Election campaigns are therefore one of the few channels currently available to engage and politicize a mass working-class audience, reconstitute the working class as a political subject, and create a more favorable environment for workers to organize both inside and outside the electoral arena. The Sanders campaign is priming working people to think of themselves as members of a class with an interest in political revolution. How could this be anything but a boon to the Left and the prospects for labor movement revitalization?

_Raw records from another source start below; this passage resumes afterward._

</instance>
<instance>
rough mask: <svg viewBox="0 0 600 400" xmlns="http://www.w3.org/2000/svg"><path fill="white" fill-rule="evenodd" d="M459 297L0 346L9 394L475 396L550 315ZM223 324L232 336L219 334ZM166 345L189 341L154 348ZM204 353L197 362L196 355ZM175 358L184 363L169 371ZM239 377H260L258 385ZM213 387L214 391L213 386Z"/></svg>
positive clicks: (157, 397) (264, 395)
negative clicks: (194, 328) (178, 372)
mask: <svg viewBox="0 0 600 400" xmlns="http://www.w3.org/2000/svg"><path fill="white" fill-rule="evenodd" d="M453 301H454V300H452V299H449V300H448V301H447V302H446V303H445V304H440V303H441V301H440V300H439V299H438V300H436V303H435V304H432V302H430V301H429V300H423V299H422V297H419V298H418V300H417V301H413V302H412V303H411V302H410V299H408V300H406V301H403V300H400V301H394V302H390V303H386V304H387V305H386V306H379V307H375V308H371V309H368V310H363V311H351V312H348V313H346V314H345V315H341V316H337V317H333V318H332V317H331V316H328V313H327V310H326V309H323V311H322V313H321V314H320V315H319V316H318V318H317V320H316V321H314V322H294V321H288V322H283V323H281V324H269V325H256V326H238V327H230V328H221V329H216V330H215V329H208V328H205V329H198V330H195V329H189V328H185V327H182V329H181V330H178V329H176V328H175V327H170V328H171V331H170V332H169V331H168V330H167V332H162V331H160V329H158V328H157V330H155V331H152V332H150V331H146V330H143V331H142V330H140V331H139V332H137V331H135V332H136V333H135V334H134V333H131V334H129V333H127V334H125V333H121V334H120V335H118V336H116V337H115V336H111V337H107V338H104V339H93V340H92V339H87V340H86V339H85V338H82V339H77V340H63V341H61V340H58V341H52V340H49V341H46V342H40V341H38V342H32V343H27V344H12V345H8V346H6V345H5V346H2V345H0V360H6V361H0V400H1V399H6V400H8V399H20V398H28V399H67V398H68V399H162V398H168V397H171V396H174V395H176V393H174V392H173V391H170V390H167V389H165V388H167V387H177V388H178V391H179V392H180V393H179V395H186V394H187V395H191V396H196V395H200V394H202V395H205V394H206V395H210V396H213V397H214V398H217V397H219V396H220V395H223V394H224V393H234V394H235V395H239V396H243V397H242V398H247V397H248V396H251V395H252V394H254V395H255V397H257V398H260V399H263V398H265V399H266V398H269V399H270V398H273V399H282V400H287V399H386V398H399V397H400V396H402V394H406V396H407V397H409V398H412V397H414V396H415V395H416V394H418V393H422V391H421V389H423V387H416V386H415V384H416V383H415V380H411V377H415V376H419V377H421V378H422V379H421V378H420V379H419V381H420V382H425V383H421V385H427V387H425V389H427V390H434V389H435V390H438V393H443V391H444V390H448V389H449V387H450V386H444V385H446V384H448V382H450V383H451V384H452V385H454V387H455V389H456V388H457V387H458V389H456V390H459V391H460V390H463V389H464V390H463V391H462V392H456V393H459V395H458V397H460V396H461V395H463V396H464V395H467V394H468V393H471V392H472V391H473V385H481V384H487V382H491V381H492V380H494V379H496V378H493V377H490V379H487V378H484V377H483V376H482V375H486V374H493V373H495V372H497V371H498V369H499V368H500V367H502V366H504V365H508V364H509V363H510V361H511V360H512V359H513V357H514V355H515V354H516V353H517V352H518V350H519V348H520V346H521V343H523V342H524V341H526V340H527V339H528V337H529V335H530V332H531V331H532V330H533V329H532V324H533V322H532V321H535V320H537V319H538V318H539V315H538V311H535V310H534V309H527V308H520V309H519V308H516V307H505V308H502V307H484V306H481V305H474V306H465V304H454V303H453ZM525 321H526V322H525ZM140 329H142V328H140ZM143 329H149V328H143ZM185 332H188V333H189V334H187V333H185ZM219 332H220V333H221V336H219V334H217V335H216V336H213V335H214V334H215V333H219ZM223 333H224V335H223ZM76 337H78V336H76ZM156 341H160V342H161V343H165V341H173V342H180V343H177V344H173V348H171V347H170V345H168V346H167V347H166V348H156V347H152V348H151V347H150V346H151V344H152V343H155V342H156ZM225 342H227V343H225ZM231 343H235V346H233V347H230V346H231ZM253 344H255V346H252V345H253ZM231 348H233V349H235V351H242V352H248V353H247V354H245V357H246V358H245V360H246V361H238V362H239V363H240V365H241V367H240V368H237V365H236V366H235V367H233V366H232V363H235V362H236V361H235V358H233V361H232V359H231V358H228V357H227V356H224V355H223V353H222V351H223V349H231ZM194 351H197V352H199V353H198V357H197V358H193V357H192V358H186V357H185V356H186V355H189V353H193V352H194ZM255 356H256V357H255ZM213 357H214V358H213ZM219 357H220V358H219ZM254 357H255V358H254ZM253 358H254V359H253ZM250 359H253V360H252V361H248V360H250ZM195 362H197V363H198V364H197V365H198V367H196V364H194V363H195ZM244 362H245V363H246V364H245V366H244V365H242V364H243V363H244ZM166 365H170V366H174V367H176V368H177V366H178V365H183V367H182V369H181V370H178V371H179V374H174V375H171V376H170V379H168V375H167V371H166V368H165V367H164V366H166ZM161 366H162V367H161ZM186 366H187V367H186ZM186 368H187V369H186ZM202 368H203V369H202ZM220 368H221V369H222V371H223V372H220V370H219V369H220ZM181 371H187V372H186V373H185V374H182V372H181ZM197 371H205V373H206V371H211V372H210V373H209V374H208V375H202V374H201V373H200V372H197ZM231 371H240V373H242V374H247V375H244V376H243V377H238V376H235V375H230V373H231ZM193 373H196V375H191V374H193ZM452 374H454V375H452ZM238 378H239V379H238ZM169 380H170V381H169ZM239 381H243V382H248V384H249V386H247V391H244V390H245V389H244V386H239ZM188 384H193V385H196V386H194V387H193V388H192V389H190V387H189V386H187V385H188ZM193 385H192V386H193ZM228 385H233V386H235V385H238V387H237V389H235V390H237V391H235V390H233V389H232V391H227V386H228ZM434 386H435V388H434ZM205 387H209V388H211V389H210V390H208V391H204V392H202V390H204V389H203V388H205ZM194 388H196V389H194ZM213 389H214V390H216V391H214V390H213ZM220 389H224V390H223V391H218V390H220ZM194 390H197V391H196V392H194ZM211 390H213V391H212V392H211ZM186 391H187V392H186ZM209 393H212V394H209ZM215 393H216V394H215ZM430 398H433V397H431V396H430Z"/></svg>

The attempts of Sanders and his followers to set up a mass movement are sincere, but the fundamental weakness of such design remains, of course, that the raison d'être for the movement remains tied to winning the elections. To put it differently: if Sanders doesn't win the elections, it will drain the power from the movement as it currently exists. The "us" that Sanders refers to also ultimately only exists through him and the elections that he will or will not win, whether he likes it or not.

Media consumers

The struggle between Sanders and Trump is a struggle between two political technologies and that is more important than we think. If Sanders manages to get elected as the democratic candidate or, who knows, as president, then his form of campaigning could become the new norm. Then we get a shift from big data to big organizing. That could herald strong democratization of society, despite the shortcomings.

If Trump wins again, we will get more of the same. Political parties - both on the right and on the left - will be drawn to a vertical model, in which data is placed above people, in which influencing will be more important than horizontal work. Still more than today, politics will be seen as marketing pur sang in which citizens will be seen as passive and influenceable media consumers.